Effective resource management strategies will give you an overview of everyone and everything. And an overview gives you the control.
Since having an overview of everything and everyone can be a bit of a task, you should dīvide et imperā. Divide the plan into different views. Manage resources in each view. Peek into the general resource plan to see if everything's adding up (we covered planning using views in detail in another blog post).
Why is it important?
In project management, you should aim to have a better overview of everything that’s going on to manage what you see and to make it more efficient.
When Allison Stroebele from Pure Technologies was looking for a resource management tool, she said, “We needed a better way to schedule a project so that we could see who would be involved and what equipment would be in use. Especially when teams were coming from three different offices nationwide and equipment was being shipped from anywhere in the country.”
Implementing a tool that provided them an overview of all those variables Allison and the management team at Pure Technologies saw efficiency increases almost immediately. “We’re more efficient in our jobs. We can track at least 80 pieces of equipment now as well, which wasn’t practical previously. As soon as we started using Ganttic, our tool support people said, ‘This is awesome, we can track every single piece of equipment. We can keep track of where everything is in real-time.’ So it gives everybody better visibility on where equipment and technicians are and what they’re doing.”
Read the full case study of how Pure Technologies is using Ganttic.

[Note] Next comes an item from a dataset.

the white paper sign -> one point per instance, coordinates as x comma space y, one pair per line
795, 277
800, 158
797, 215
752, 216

Better resource management and thus better visibility will increase efficiency.
3. The Transparency
Through resource management, every (human) resource is able to view what’s been planned for them. Every project manager can see how resources are allocated. Which means planning is transparent both ways. And transparency is to planning what flour is to bread. Without it, it’s just baking soda and salt. And who likes that?
Why do you need it to be transparent?
There are both practical and more theoretical reasons why you’d want your resource management process to be transparent.
Misunderstandings are unavoidable if you are working in an organization where several project managers are scheduling resources but there is no central tool with multi-user access and live updates. Resources will get overbooked. Task statuses will be changed over and over again. Resource reallocation will result in endless email threads and vital information going missing. Stakeholder communication is a mess since you can never be sure that the spreadsheet you are sending over is the one with all of the vital information.
Resource management and a central resource management tool will provide you transparency that’s going to help to avoid misunderstandings like that.
Robert Smoleski (Service Delivery Manager at Damovo Global Services) said "We use Ganttic to schedule resources for a number of projects (customer site visits). It's super easy to define the projects and add resources. The tool allows you to quickly get things going. Keeping the resource schedule information and ability to share it with customer brought the management of this area to next level. A lot less email/communication noise."
The other reason why you should aim for transparency is an engaged workforce that comes with it. Namely, transparent organizational communication has been found to drive employee engagement. Not only that, but there has also been found a link between organizational transparency, credibility, and organizational accountability.
When managers encourage more participative information sharing, employees feel more engaged with their work and their employer. Employee engagement is also higher when employees to have an adequate control over information acquisition and distribution.
Meaning that the transparency will create a workforce that actually cares about the work they do and the organization they work in. It will allow stakeholders to have trust in you since they can see what’s going on.